- Nickname: Wild Bill
- Born: 10 March 1929 Philadelphia, Pennsylvania, U.S.
- Died: 11 March 2025 (aged 96) Fairfax, Virginia, U.S.
- Allegiance: United States of America
- Branch: United States Marine Corps
- Service years: 1951-1982
- Rank: Brigadier General
- Commands: 2nd Battalion, 4th Marines
- Conflicts: Vietnam War Tet Offensive; Operation Napoleon/Saline; Battle of Dai Do;
- Awards: Navy Cross Silver Star Legion of Merit (2) Purple Heart (3) Vietnamese Cross of Gallantry

= William Weise =

United States Marine Corps general

William Weise (10 March 1929 – 11 March 2025) was a United States Marine Corps Brigadier General who served in the Vietnam War.

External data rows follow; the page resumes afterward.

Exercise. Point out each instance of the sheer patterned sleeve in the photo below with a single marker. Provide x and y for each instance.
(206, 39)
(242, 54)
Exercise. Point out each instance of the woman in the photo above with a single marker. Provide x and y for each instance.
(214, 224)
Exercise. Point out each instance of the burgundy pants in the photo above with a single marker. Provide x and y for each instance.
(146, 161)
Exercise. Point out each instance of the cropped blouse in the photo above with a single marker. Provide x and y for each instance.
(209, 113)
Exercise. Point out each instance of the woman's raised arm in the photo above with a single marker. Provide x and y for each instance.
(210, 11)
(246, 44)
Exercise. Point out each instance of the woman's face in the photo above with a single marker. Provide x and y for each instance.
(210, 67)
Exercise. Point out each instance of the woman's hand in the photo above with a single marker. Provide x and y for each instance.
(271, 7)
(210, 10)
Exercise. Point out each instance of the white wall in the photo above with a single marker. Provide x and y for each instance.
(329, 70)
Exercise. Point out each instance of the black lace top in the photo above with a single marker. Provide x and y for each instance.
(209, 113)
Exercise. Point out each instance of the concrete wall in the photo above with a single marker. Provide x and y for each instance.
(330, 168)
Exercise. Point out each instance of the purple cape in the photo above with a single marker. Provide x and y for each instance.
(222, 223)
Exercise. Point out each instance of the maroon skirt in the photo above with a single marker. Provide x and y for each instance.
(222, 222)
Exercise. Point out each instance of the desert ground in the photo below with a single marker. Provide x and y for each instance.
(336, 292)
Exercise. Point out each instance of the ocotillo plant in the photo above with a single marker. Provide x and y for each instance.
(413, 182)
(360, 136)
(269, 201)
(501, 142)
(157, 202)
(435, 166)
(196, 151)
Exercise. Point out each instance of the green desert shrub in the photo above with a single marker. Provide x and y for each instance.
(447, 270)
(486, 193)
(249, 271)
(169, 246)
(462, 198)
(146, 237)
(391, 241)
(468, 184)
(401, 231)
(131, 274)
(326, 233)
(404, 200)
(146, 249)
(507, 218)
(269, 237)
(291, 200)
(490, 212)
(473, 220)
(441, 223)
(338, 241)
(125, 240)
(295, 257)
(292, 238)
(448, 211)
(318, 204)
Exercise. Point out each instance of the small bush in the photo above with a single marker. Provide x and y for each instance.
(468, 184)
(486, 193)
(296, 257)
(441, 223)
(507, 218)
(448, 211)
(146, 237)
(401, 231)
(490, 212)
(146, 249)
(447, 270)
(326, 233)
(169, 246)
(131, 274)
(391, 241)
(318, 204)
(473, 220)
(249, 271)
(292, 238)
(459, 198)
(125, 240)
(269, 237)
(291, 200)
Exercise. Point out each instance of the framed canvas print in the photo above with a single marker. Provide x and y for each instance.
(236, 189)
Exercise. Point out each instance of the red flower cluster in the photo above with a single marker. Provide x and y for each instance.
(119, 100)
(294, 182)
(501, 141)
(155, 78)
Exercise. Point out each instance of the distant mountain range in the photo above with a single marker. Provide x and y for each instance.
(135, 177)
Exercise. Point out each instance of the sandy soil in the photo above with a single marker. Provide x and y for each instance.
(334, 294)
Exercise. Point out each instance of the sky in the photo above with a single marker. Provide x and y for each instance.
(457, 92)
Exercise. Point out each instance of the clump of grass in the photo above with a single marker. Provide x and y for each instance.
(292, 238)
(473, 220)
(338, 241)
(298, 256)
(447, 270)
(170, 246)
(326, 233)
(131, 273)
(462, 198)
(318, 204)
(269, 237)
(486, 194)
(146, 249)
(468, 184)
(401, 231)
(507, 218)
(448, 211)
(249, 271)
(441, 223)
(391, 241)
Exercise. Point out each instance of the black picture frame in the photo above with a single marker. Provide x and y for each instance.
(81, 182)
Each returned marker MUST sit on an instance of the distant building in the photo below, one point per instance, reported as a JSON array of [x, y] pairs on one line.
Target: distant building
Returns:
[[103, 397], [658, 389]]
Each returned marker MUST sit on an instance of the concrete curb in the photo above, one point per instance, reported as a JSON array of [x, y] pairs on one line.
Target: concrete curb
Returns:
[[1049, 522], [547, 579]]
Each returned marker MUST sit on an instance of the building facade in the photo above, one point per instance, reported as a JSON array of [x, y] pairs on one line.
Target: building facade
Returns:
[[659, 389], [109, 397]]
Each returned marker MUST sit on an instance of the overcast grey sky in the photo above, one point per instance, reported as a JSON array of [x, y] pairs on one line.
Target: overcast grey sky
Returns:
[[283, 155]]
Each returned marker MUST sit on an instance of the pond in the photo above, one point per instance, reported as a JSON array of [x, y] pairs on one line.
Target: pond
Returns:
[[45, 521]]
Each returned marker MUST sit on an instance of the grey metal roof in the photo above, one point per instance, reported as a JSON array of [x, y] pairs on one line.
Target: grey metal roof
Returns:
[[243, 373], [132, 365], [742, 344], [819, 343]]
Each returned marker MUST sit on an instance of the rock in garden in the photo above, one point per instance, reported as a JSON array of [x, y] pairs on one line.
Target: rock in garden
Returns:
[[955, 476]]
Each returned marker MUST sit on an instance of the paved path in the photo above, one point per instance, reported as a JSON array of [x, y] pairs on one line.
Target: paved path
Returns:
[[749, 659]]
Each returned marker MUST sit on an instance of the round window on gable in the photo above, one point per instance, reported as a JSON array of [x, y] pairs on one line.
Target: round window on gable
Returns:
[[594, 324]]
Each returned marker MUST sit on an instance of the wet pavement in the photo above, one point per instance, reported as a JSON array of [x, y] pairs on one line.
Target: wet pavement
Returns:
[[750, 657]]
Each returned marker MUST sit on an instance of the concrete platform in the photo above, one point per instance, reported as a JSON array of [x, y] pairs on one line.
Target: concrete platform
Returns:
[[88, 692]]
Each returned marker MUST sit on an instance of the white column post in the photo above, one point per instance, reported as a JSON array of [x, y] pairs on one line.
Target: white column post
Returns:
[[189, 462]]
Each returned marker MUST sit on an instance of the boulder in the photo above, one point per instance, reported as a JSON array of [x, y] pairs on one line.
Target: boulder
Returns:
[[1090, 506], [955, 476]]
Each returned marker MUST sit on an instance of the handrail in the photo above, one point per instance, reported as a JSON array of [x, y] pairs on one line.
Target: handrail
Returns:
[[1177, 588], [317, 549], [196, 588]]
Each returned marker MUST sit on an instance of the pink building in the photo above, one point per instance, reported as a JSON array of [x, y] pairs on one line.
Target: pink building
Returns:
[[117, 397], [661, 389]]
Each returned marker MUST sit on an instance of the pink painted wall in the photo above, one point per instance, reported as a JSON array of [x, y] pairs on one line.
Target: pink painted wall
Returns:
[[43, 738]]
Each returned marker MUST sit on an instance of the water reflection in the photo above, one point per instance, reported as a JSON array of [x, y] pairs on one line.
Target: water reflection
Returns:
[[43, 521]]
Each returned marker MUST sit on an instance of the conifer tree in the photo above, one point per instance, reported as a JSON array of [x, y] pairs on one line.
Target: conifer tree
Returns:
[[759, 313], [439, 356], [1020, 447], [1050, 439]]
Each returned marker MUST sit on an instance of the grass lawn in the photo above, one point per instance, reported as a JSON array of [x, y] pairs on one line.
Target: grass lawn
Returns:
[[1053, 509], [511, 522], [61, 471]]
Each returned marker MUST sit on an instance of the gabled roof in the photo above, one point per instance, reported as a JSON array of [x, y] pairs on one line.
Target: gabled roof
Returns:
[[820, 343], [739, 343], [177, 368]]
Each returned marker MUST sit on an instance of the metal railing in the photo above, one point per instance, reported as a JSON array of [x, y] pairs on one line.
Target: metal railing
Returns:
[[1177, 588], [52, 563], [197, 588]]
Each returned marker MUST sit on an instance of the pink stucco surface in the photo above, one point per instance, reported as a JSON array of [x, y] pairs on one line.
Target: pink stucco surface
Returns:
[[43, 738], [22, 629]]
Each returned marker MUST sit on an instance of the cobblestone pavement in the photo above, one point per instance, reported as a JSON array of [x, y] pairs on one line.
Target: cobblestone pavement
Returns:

==Early life and education==
Weise was born in south Philadelphia and graduated from Temple University. He enlisted in the Marine Corps in 1951 in order to use the GI Bill to attend law school.

==Military career==
===Vietnam War===
Lt.Col. Weise assumed command of the 2nd Battalion, 4th Marines in October 1967 and commanded them during Operation Napoleon/Saline and at the Battle of Dai Do where he was seriously injured. For his actions at Dai Do Weise was awarded the Navy Cross.

===Post-Vietnam===
Weise retired from the Marine Corps in 1982 after 31 years of service.

In his role as co-chair of the Marine Corps Heritage Center committee he assisted with the funding and creation of the National Museum of the Marine Corps which opened in 2006.